I am 58 and a non-taxpayer. I have a personal pension valued at £138,824 plus a stakeholder pension valued at £25,019. I have built up the latter by making annual contributions allowed by non-taxpayers, which are then topped up HM Revenue and Customs. My current chosen retirement date is in two years' time. First, is it worth still putting in the annual amount I am allowed (£2,808 or thereabouts) or is it too close to my retirement date for it to be worthwhile? Given that it's topped up by 33%, it seems a potentially better return than putting the same money in a savings account. Second, my entire pension fund is currently in shares – the Friends Life Stewardship fund. I now gather a conventional course would have been to have started switching into bonds some eight years ago; but there is also worry over the value of bonds. Should I switch any of it or is too late to bother? I have no other funds in stocks and shares, so am inclined to take the risk.

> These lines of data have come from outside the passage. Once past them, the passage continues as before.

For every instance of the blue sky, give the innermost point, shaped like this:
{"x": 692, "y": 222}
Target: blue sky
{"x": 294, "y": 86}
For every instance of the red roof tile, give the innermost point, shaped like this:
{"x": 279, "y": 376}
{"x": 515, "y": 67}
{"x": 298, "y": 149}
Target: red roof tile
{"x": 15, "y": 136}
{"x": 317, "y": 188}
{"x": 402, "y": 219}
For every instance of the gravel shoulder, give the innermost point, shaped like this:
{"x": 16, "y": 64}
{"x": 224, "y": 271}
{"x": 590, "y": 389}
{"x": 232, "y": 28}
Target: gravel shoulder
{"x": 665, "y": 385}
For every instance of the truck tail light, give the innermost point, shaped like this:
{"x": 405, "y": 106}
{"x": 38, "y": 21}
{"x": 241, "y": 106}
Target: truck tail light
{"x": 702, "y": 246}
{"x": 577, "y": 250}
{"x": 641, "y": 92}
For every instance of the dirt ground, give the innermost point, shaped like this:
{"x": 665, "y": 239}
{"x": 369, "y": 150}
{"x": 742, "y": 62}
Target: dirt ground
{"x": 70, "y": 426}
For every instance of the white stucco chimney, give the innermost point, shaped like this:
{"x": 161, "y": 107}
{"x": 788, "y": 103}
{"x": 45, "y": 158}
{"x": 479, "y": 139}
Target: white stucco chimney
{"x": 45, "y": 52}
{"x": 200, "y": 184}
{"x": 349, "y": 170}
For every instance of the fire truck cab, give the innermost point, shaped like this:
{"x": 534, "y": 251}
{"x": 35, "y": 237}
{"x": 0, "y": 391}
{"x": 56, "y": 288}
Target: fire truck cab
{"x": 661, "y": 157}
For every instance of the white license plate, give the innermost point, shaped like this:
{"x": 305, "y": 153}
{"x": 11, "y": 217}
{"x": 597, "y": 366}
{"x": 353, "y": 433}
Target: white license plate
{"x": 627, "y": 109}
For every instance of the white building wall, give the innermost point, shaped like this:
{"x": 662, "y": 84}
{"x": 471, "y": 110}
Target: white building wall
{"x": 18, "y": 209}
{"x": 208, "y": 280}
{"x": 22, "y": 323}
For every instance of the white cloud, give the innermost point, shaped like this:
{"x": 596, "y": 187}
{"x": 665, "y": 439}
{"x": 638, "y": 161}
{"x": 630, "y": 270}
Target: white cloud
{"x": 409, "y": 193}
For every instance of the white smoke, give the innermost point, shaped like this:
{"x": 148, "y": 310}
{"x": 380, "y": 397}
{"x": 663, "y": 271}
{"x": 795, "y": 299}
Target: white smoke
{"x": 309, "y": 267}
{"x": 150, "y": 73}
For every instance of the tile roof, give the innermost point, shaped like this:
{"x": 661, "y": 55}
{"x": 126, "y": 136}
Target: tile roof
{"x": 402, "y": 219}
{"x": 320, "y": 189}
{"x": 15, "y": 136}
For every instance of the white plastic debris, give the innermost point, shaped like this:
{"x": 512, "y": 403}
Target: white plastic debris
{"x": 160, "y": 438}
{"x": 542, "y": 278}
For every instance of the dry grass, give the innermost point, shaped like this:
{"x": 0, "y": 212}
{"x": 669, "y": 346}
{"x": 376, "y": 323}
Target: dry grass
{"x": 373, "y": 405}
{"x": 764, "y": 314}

While the tax relief available on pension contributions is attractive, you need to be mindful of the compromise you make in exchange for this benefit, which is that pensions are relatively inflexible.

You can't access all of your capital and the pension dies with you unless you have a guarantee or spouse's benefit built in to your eventual annuity, both of which reduce your initial income. Plus, once in receipt, your pension annuity is subject to tax.

There is a very strong argument for stocks and shares ISAs to be used to complement pension savings, due to the high level of flexibility they offer and the tax efficiency they provide. Certainly, with only two years to go, and on the basis you seem happy with the income your pension will produce, I suggest you consider contributing to a stocks and shares ISA instead.


De-risking your pension investment strategy as you approach retirement is essential. Reducing the risk and the volatility does not necessarily mean switching to bonds exclusively, though; there are many ways to reduce the risk.

I would urge you to undertake such a de-risking exercise as soon as possible to avoid a potential downturn in your fund just before retirement, which would impact on your pension income. A lower-risk profile is likely to produce lower returns and this is another reason why making additional pension contributions may not be very worthwhile.